Implementing new manufacturing practices are crucial to be competitive, says Sorenson, particularly with global manufacturing powerhouses such as China. Some respondents say overseas competition and specifically, China, is their top challenge, since they produce items that China has the labor force and technology advantages to produce faster than they do. 

“China is certainly a competitor because we are in a global market, but India is a growing competitor for manufacturing, and so are a lot [of other countries] in the world that are becoming competitors,” says Thomas E. Bingham, president of the Utah Manufacturers Association. “That’s why when we had our roundtables last spring—we tried to find out what [local manufacturers] are doing to try to be more competitive. Are they using the lean manufacturing processes that would allow them to more competitive? I think more of them are beginning to do that.”

Bingham says in difficult times, businesses need efficiencies that lean manufacturing provides. At a micro-business level, that means beginning with value stream mapping—finding out what the value of a process is, if it adds value and if it doesn’t, eliminating it. He says a number of experts are available can consult businesses on lean processes. 

Yet, some manufacturers can’t find the skilled labor their processes need. “It has taken us more than 8 months to find 12 to 15 skilled people,” says one respondent, a problem where the solution begins in the education system, says Bingham. “I would love to have a legitimate project to demonstrate lean manufacturing principals in the public education system. I think there are huge advantages to be gained. If we’re doing things and spending time on things that don’t add value, [in this case] an educated and informed student, then we are spending time on things that can be better spent somewhere else,” says Bingham, stating results of lean processes being implemented in health care and other industries. 

Big Issues, Small Companies

Although the economy exasperates the problem, these difficulties exist for local manufacturers regardless of the economy, says Sorenson, since most Utah manufacturers are small businesses lacking the resources to manage the issues. This results in 450 manufacturers closing their doors every year, on average, regardless of the new start ups that emerge every year. 
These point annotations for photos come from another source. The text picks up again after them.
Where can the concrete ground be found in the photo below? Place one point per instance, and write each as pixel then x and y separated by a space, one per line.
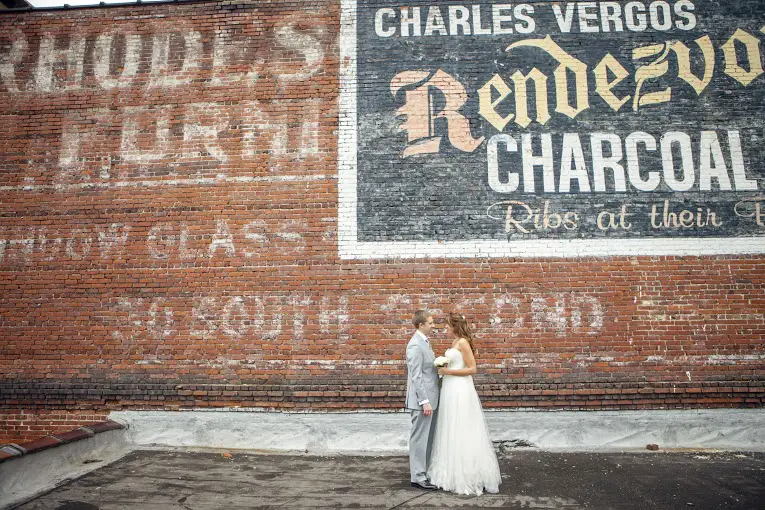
pixel 150 479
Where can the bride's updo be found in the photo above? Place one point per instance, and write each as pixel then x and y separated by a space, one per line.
pixel 461 328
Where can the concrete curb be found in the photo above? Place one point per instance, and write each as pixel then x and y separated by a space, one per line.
pixel 387 433
pixel 26 476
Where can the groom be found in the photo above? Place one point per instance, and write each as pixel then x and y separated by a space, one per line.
pixel 421 397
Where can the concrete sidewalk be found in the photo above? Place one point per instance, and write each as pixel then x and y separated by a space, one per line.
pixel 531 479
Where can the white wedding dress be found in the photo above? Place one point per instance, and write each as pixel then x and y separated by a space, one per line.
pixel 462 457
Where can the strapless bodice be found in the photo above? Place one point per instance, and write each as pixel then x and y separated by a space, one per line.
pixel 455 358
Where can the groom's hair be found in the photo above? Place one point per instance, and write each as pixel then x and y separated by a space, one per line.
pixel 420 317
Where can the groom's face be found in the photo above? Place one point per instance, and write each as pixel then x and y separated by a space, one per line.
pixel 427 327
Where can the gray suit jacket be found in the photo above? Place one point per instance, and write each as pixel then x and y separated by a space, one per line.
pixel 422 376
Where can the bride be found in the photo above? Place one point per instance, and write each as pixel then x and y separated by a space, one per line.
pixel 462 457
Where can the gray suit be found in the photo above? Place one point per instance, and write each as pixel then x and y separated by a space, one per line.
pixel 421 384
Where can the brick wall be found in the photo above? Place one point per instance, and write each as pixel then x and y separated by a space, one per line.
pixel 176 230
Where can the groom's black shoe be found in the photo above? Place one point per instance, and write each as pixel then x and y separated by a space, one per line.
pixel 425 484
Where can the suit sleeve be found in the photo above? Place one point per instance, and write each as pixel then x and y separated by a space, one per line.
pixel 414 363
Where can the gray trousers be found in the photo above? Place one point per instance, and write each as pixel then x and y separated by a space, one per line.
pixel 420 444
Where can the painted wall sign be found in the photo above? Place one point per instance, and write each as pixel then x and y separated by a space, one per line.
pixel 552 128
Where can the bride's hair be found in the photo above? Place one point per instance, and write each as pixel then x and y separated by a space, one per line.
pixel 461 328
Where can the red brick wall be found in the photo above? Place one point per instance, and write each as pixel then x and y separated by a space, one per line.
pixel 169 240
pixel 20 426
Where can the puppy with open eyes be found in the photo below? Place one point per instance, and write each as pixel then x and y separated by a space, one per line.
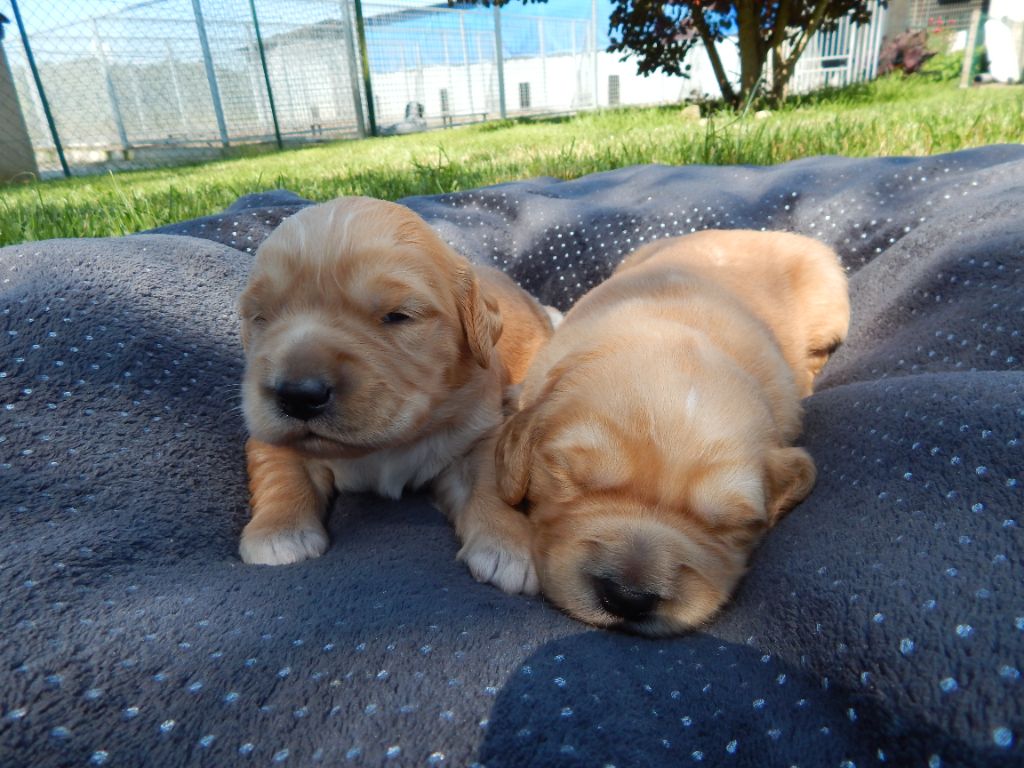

“We have more than 3,900 manufacturers in Utah,” explains Sorenson. “Manufacturing has gone from 12.4 percent employment in the state, 10 years ago, down to, this summer, 8.9 percent. So manufacturing is becoming a smaller and smaller sector of industry. The problem is the economy has grown substantially over that 10-year period [regardless of the current recession]. So had we sustained manufacturing [had it remained at 12.4 percent of the economy], we would have 52,000 additional manufacturing jobs and about 150,000 secondary jobs in the state of Utah than we had a decade ago.”

According to Sorenson, manufacturing provides the largest payroll of the 20 business sectors in Utah, accounting for $5.7 billion in wages—three times the average of the other industry sectors. He says most of Utah’s economic clusters, defined by the Governor’s Office of Economic Development (GOED), are a sub-sector of manufacturing. As one of the fourth largest business sectors in the state along with health care, education and retail, manufacturing employees more than 100,000 with wages 42 percent higher than the average wages in the other sectors and 25 percent higher than the state average for all other jobs.